Ex cava di Santa Barbara, approvato il progetto esecutivo

Il Consiglio di Gestione del Parco Adda Nord ha approvato nei giorni scorsi il progetto esecutivo dell’intervento di recupero ambientale della ex cava di Santa Barbara (ha cessato da oltre vent’anni l’attività) posta in comune di Truccazzano, località Albignano, il tutto in ottemperanza agli accordi risalenti al lontano 1997 tra Regione Lombardia, Provincia di Milano, Parco Adda Nord, il Comune di Truccazzano e F.S. S.p.A. (oggi R.F.I. S.p.A).
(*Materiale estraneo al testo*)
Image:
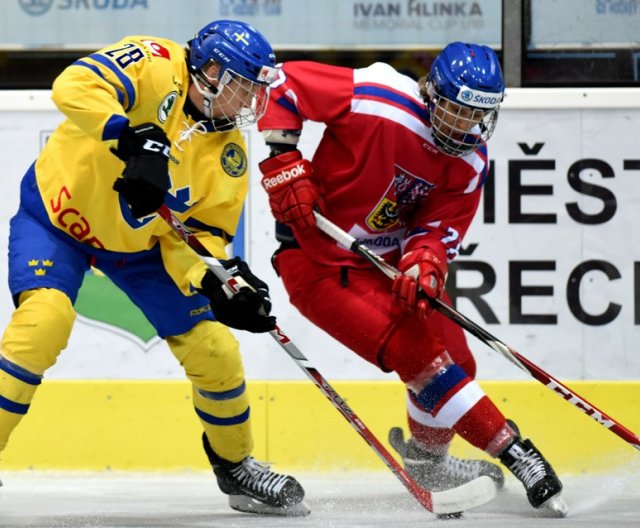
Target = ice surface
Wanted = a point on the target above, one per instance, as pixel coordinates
(348, 500)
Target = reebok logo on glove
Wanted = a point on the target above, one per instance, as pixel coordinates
(283, 177)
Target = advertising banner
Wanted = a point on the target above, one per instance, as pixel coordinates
(298, 24)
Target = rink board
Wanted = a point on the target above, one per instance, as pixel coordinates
(151, 425)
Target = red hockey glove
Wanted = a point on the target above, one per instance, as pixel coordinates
(422, 269)
(292, 194)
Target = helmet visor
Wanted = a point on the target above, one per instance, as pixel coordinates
(236, 101)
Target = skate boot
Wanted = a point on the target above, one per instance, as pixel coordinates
(253, 488)
(536, 474)
(440, 472)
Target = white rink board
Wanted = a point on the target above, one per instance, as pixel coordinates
(545, 142)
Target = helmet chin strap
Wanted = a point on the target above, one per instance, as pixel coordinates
(208, 92)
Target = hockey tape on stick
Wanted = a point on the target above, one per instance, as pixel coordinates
(346, 240)
(470, 495)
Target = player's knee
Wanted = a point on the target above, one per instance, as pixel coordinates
(39, 329)
(210, 356)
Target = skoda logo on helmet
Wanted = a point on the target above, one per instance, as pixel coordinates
(466, 95)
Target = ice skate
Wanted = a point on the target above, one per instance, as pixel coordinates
(253, 488)
(440, 472)
(536, 474)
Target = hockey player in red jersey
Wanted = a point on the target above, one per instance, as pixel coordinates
(400, 167)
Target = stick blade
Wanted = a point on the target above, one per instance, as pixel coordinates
(470, 495)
Si tratta di una compensazione ambientale definita in conseguenza agli interventi di quadruplicamento della tratta ferroviaria Pioltello-Treviglio, area poi interessata anche dalla realizzazione della Brebemi. La situazione era “ferma” da parecchi anni ma proprio grazie all’interessamento del Parco Adda Nord e del comune di Truccazzano si è giunti alla ripresa dell’accordo originario ora concretizzatosi con l’approvazione del progetto esecutivo al quale è seguito l’avvio del procedimento amministrativo per l’assegnazione dei lavori.

L’intervento risulta completamente finanziato da R.F.I. promotore del quadruplicamento ferroviario, quale adempimento agli obblighi assunti tramite l’Accordo di Programma, per un totale di oltre un milione di euro, cifra che comprende anche i costi per l’acquisizione delle aree non di proprietà dell’ente Parco.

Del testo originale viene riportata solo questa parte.